More than 700 of those were killed in Gaza in the previous 24-hour period, the highest daily number published since Israeli strikes against what it called Hamas targets in Gaza began two and a half weeks ago, according to the Palestinian Ministry of Health in Ramallah on Tuesday.

Those killed included 305 children, 173 women and 78 elderly individuals, the ministry said.

Some two million people are crammed into the 140 square mile coastal strip that makes up Gaza, half of whom are children.

No international consensus

As the humanitarian crisis in Gaza deepens, the international community has struggled to find consensus.

The United States, Israel, Qatar, Egypt and Hamas are engaged in the ongoing deliberations. Four hostages – two American and two Israeli – have been freed so far. But the hope now is to reach a deal for a bigger group of hostages to be released at once.

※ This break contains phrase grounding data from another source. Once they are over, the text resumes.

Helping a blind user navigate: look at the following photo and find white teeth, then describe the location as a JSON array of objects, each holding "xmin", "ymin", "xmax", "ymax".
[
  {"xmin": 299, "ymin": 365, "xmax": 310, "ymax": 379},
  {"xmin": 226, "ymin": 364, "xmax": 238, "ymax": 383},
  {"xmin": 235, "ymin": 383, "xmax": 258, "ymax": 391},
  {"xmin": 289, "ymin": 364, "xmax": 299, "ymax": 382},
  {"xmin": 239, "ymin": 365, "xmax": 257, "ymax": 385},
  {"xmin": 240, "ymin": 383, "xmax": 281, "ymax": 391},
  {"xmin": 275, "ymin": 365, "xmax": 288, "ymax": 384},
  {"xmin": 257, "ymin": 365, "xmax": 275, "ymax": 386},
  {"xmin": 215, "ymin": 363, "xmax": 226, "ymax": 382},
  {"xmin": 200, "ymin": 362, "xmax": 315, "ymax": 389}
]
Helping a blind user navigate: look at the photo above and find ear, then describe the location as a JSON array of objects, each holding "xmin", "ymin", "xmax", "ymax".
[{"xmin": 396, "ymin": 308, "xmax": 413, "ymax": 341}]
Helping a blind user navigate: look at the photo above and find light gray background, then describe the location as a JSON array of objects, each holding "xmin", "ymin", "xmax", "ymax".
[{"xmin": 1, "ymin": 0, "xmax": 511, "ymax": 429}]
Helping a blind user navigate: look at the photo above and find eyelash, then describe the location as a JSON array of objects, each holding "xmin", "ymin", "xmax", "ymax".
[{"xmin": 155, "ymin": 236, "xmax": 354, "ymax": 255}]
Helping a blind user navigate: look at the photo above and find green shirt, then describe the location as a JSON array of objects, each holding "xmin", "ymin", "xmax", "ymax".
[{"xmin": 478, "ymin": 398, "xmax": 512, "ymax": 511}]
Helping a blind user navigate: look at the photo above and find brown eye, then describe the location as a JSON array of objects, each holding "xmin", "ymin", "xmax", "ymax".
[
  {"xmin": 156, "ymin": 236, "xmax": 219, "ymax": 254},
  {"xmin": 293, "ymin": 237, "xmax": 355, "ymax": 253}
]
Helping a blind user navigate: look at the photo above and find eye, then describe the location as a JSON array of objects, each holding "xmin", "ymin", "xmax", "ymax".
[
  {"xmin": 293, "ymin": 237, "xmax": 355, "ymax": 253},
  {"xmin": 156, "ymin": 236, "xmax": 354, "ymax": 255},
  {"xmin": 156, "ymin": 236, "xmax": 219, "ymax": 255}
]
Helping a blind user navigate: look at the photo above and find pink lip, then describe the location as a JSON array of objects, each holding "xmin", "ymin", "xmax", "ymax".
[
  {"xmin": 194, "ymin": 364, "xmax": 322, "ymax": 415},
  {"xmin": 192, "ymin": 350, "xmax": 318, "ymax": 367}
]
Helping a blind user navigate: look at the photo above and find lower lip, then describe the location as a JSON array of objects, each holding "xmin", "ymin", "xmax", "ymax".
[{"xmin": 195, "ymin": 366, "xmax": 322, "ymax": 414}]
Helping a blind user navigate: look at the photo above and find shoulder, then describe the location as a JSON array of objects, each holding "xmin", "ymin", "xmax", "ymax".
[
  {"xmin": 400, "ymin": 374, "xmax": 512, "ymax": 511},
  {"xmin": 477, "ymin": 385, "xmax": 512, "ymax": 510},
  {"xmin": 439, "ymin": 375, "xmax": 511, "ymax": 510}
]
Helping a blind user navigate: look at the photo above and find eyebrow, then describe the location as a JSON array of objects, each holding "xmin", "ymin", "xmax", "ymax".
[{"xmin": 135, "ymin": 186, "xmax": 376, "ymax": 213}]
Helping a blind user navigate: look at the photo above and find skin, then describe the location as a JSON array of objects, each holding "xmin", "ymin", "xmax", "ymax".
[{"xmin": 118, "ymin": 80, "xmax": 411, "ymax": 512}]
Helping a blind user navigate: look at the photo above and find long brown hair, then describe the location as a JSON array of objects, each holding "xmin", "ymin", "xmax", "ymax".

Israel has so far held off on making a ground incursion into Gaza, and the US has pressed Israel to further delay to allow for the release of more hostages held by Hamas.

Foreign Minister Cohen said outside the UN Tuesday it was Israel’s mission to bring the hostages home.

“While we are still here, there are babies that are in captivity, twins, holocaust survivors, and we have one mission: To bring them home,” Cohen said.

Israeli Prime Minister Benjamin Netanyahu appeared to tell soldiers on Tuesday a ground offensive was still on track, saying, “we stand before the next stage, it is coming.”